Jackson: Carlton's other No.5
Long before Chris Judd was born, the sight of Syd Jackson in the No.5 guernsey sent Blues fans into raptures
FOR DECADES, Syd Jackson had the perfect party trick.
In pubs and bars, people would approach the Carlton great and ask, "Are you Syd Jackson?"
"No," Jackson would reply. "I'm Lionel Rose."
Jackson would do his best impression of the former world champion boxer by striking a few boxing poses. The ruse never failed to get a laugh.
Unfortunately, Jackson can no longer use this line. Rose - a mate of Jackson's and a co-crusader in Aboriginal affairs - died from heart problems on Sunday, May 8. He was 62, four years Jackson's junior.
Jackson spoke to the AFL Record the day after Rose's death. He was still in shock after receiving the terrible news via a phone call the previous night.
"I can't believe it," Jackson says in his generally quiet, understated way. "I was planning to see him soon. It's a terrible loss."
Jackson "had plenty to do with" Rose, personally and professionally. For many years, they both fought for greater opportunities for indigenous sportspeople as board members of the National Aboriginal Sports Foundation (among many other roles).
"It's very sad, not only for me, but for indigenous people and Australia," says Jackson, who attended the state funeral afforded to Rose last Monday.
Until recent times, Jackson was also mistaken for another Aboriginal legend. A man once asked him for an autograph, adding, "You were a champion, Maurice." Of course, the man believed Jackson to be the now late Richmond star Maurice Rioli, who suffered a fatal heart attack on Christmas Day last year.

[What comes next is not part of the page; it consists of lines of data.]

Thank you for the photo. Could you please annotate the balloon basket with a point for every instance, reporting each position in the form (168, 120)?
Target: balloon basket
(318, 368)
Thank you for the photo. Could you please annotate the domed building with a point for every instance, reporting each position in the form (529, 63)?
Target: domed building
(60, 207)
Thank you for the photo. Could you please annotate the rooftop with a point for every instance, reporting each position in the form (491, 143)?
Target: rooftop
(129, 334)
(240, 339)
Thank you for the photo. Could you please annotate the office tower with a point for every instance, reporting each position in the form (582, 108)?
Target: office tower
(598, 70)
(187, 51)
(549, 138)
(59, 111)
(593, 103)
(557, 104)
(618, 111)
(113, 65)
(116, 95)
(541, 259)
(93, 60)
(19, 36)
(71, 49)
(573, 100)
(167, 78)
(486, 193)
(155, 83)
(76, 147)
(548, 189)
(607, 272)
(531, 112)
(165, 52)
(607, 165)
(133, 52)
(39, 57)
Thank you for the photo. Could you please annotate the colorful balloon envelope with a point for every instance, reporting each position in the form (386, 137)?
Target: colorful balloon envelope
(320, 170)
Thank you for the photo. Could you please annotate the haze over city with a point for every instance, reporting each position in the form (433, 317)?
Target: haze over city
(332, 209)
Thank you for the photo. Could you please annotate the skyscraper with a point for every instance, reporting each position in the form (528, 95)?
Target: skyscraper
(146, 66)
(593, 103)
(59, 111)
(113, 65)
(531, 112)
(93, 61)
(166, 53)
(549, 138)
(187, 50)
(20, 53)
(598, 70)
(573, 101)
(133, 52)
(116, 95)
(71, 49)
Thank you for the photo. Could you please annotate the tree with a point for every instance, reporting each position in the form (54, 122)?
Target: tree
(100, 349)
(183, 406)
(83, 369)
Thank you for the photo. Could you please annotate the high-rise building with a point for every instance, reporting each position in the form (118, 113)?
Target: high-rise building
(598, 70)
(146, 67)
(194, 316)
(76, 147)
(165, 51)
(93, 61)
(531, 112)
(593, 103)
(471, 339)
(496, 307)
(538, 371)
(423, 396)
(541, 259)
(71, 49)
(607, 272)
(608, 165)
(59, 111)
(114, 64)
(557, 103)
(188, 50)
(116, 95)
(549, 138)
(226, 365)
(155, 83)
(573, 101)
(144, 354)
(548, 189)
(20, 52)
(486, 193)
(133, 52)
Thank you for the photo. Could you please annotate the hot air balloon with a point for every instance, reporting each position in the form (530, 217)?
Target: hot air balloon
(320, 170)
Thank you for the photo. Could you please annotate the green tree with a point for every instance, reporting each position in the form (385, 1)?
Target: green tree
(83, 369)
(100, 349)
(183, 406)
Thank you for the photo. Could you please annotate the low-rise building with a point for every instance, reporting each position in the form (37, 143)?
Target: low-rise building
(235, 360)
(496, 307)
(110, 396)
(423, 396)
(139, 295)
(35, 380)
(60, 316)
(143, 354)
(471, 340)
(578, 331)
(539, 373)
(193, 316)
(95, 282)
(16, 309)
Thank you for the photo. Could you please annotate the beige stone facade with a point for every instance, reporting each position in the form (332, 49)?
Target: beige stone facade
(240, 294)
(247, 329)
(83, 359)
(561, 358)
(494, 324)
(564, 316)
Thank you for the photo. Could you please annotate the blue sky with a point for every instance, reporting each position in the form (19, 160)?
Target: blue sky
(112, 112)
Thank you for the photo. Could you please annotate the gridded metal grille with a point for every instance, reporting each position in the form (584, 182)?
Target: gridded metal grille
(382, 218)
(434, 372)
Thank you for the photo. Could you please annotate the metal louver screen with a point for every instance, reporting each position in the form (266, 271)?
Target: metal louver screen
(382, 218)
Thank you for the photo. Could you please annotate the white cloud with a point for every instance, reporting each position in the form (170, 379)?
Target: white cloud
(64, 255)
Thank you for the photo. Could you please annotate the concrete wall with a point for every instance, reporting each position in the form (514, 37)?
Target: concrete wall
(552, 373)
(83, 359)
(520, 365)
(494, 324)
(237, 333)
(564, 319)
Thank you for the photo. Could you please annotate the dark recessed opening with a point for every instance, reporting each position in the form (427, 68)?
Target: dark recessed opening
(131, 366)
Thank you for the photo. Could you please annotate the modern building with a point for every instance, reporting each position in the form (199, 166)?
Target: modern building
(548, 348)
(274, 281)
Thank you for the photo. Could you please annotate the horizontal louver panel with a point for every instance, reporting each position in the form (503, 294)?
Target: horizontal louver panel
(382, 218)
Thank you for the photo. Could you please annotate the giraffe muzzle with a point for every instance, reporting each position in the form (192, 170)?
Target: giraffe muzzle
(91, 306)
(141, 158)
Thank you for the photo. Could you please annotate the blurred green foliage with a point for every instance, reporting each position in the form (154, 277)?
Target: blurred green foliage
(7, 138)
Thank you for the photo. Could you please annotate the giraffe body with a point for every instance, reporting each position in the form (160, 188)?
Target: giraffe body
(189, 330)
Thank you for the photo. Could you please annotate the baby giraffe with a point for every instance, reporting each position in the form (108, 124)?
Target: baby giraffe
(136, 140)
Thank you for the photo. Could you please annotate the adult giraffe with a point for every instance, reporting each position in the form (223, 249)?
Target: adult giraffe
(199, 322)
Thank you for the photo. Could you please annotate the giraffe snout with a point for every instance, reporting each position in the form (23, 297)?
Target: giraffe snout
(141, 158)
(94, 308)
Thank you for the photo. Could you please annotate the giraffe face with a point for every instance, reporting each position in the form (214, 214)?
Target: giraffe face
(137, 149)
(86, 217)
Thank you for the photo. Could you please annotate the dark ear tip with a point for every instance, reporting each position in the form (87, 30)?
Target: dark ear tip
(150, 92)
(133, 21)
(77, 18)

(Incidentally, Jackson thinks he looks more like David Unaipon, the famous Aboriginal scientist and inventor whose image appears on the Australian $50 note. Compare for yourself. The likeness is startling.)
Jackson also did a lot of community work with Rioli, who was a long-time politician in the Northern Territory.
"We're losing some of our sporting legends, and our best community leaders and role models, who gave a lot of Aboriginal kids hope and aspirations," Jackson laments.
Jackson is such an individual himself. Touch wood, he has a full bill of health. He's still at his playing weight of 73kg. Very few former footballers at any level could make the same boast. He attributes it to playing regular rounds of golf. His handicap was once as low as three, before steadying at five. ("My motivation was that it was my jumper number.") He now plays off nine.
"I think I've got a few years left in me yet," he says.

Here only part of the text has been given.